Judit Varga, a former justice minister who signed off on Novak’s pardon, stepped down as a Fidesz MP and “resigned from public life”.

Orban loyalist Varga was expected to lead Fidesz’s list for the European parliament elections and it was not clear who would step into her shoes.

‘CHRISTIAN VALUES’

Orban has cast himself as a protector of Christian values against Western liberalism. His campaigns to protect children from what he has described as LGBTQ activists roaming the nation’s schools is one of several issues over which he has clashed with the European Commission.

The uncovering of the pardon has triggered a public outcry and nine online influencers, among them hugely popular singer Azahriah, have called for a protest on Friday.

“Irrespective of the (political) sides, we believe it is important for us to speak out in support of a protection of the victims (of abuse), transparency, human dignity and honest public dialogue,” the influencers wrote in a Facebook post.

“How many more similar issues there are that we don’t know about, and that have been covered up?”

To complicate Orban’s task, Peter Magyar, Varga’s former husband and a businessman close to Fidesz circles, has unleashed incendiary comments about the inner workings of the government, accusing Antal Rogan, the minister who leads Orban’s office, of running a centralised propaganda machine.

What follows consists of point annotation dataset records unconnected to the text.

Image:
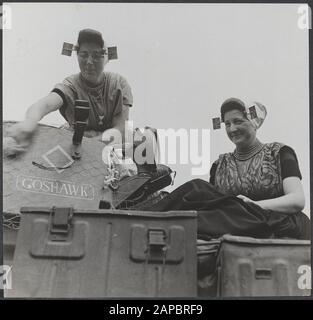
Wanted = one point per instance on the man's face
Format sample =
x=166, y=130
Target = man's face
x=91, y=60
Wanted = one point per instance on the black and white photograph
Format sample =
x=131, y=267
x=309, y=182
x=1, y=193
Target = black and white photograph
x=156, y=150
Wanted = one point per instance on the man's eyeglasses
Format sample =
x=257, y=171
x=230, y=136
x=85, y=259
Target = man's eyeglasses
x=95, y=56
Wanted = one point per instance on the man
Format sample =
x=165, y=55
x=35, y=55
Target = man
x=109, y=95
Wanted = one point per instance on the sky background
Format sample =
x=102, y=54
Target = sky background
x=181, y=60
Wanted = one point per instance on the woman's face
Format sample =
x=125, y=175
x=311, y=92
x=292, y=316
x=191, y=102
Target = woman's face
x=91, y=62
x=239, y=129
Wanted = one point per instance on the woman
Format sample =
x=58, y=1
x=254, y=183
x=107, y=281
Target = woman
x=254, y=191
x=109, y=95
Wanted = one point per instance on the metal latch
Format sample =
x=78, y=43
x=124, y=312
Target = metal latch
x=60, y=223
x=156, y=238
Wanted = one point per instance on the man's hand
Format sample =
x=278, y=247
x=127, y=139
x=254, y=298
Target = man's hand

Magyar clocked up 1.3 million views for an interview he gave to the website Partizan.hu.

Rogan has not publicly commented, and the government spokesperson has not replied to a Reuters’ request for comment.

On Tuesday Magyar took aim at Orban’s son-in-law, businessman Istvan Tiborcz, questioning in a Facebook post how he had accumulated his wealth. Tiborcz told news television RTL Klub he did not want to take part in “political battles”.

Speaking to news site Telex, Orban’s press chief Havasi said the government “does not deal with desperate attempts by people in a hopeless situation.”

Liberal think tank Political Capital said the scandal still had legs.

“For now, the scandal does not seem to be fading quickly from the public eye,” it said in a briefing. “The search for and election of a new president … is bound to bring the issue back into the public spotlight.”